Gemini-Compatible API

Every CaseDesk deployment exposes a Gemini-compatible endpoint following the Google generativelanguage REST API format:

https://getcasedesk.com/proxy/{deployment-id}/gemini/v1beta/models/{model}:generateContent

For streaming responses, use the :streamGenerateContent action:

https://getcasedesk.com/proxy/{deployment-id}/gemini/v1beta/models/{model}:streamGenerateContent

Replace {model} with the model tag from your deployment (e.g. gemma2:9b, llama3.1:8b).

:::warning Always call from your server — never from the browser CaseDesk does not expose CORS headers. Direct browser requests will fail.

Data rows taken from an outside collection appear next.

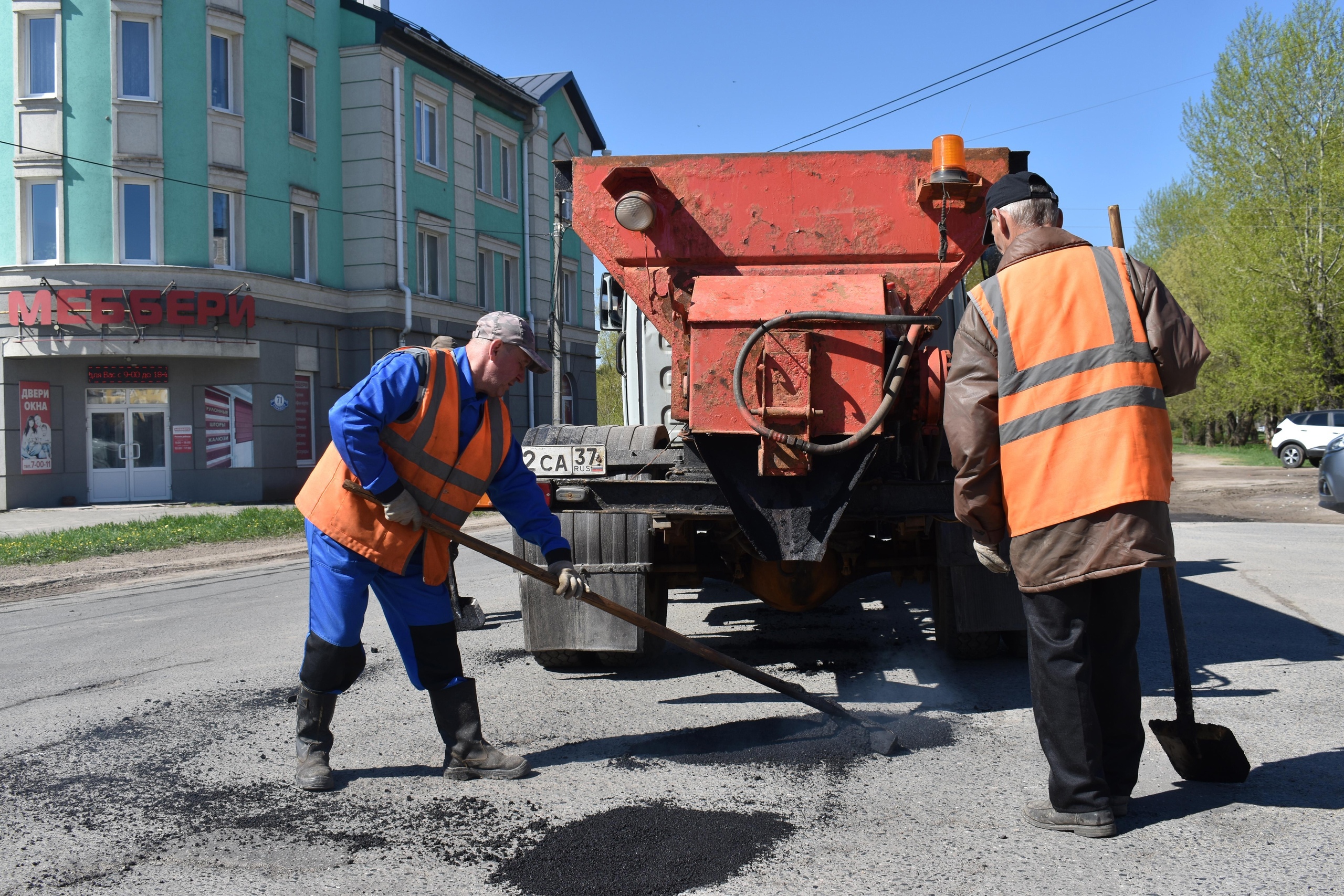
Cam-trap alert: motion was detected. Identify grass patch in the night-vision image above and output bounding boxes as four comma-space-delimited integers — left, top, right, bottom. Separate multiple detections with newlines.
1172, 439, 1279, 466
0, 508, 304, 565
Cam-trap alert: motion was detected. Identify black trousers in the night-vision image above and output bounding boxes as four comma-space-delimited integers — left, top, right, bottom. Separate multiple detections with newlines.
1022, 570, 1144, 813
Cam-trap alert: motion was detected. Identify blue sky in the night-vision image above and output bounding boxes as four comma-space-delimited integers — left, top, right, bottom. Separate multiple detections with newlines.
393, 0, 1293, 252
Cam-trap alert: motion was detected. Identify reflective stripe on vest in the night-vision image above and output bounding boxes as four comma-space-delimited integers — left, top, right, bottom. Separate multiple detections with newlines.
970, 246, 1171, 535
295, 349, 513, 584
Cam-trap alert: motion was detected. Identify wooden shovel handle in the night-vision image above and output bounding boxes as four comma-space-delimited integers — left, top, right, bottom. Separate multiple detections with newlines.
344, 480, 880, 728
1157, 565, 1195, 737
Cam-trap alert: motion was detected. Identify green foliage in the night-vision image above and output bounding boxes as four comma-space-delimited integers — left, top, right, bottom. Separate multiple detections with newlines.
597, 331, 625, 426
0, 508, 304, 565
1135, 0, 1344, 444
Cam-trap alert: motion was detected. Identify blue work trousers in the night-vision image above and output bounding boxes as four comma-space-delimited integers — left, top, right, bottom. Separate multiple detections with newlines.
300, 521, 463, 693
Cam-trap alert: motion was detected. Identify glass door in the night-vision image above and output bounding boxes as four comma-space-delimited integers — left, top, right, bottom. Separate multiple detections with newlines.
85, 388, 172, 502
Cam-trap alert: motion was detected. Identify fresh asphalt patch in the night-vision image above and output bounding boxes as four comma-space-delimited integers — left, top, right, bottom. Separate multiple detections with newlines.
489, 802, 794, 896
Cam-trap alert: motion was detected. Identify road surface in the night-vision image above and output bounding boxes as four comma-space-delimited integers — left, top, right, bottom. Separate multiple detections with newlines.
0, 523, 1344, 896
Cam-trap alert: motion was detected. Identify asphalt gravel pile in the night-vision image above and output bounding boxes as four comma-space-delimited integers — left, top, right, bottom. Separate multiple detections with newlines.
0, 688, 550, 892
489, 803, 794, 896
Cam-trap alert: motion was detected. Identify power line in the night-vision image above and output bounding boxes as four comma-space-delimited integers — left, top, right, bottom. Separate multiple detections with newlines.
789, 0, 1157, 152
968, 69, 1215, 140
766, 0, 1135, 152
0, 140, 544, 243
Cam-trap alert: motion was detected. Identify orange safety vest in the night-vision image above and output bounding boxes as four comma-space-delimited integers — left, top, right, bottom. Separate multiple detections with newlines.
970, 246, 1172, 535
295, 349, 513, 584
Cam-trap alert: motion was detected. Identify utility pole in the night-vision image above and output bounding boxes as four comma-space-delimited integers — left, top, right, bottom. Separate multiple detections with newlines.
547, 160, 574, 426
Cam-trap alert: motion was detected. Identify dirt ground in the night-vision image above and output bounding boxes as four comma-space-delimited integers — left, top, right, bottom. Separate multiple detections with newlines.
1171, 454, 1344, 524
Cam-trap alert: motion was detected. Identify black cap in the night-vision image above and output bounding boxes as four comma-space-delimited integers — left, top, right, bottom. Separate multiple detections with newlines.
984, 171, 1059, 246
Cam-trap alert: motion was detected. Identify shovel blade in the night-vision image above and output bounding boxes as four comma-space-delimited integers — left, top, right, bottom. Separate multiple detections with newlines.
1148, 719, 1251, 785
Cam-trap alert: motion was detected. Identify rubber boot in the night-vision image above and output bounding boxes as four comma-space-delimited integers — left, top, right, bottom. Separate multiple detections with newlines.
429, 678, 532, 781
295, 685, 336, 790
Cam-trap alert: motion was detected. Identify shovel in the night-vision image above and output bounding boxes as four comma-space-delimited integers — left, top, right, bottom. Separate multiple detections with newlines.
344, 480, 900, 756
1106, 206, 1251, 785
1148, 565, 1251, 785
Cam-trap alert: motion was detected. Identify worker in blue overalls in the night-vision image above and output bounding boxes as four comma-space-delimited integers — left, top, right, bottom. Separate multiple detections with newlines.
296, 312, 586, 790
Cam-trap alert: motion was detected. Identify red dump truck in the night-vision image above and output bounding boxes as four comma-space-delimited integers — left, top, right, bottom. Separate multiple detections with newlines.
513, 137, 1027, 668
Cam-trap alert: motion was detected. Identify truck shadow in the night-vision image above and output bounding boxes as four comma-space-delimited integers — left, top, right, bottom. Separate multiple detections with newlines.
613, 560, 1344, 712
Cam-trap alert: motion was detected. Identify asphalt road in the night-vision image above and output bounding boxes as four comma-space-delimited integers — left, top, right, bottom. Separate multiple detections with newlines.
0, 523, 1344, 896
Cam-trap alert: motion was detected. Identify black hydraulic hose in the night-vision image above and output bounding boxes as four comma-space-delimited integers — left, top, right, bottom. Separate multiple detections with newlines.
732, 312, 942, 457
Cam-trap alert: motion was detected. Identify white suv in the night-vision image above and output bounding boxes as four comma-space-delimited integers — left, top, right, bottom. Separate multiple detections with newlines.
1269, 411, 1344, 468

Always route requests through your own backend server. :::

curl

curl "https://getcasedesk.com/proxy/{deployment-id}/gemini/v1beta/models/gemma2:9b:generateContent" \
-H "Content-Type: application/json" \
-d '{
"contents": [
{
"role": "user",
"parts": [{"text": "What are the main benefits of running models on your own infrastructure?"}]
}
],
"generationConfig": {
"temperature": 0.7,
"maxOutputTokens": 1024
}
}'

For streaming:

curl "https://getcasedesk.com/proxy/{deployment-id}/gemini/v1beta/models/gemma2:9b:streamGenerateContent" \
-H "Content-Type: application/json" \
-d '{
"contents": [
{
"role": "user",
"parts": [{"text": "What are the main benefits of running models on your own infrastructure?"}]
}
]
}'

Python

You can use the google-generativeai SDK by pointing it at your CaseDesk proxy, or use requests directly for full control.

import requests

deployment_id = "{deployment-id}"
model = "gemma2:9b"
base_url = f"https://getcasedesk.com/proxy/{deployment_id}/gemini/v1beta"

payload = {
"contents": [
{
"role": "user",
"parts": [{"text": "What are the main benefits of running models on your own infrastructure?"}],
}
],
"generationConfig": {
"temperature": 0.7,
"maxOutputTokens": 1024,
},
}

response = requests.post(
f"{base_url}/models/{model}:generateContent",
json=payload,
)
response.raise_for_status()

data = response.json()
print(data["candidates"][0]["content"]["parts"][0]["text"])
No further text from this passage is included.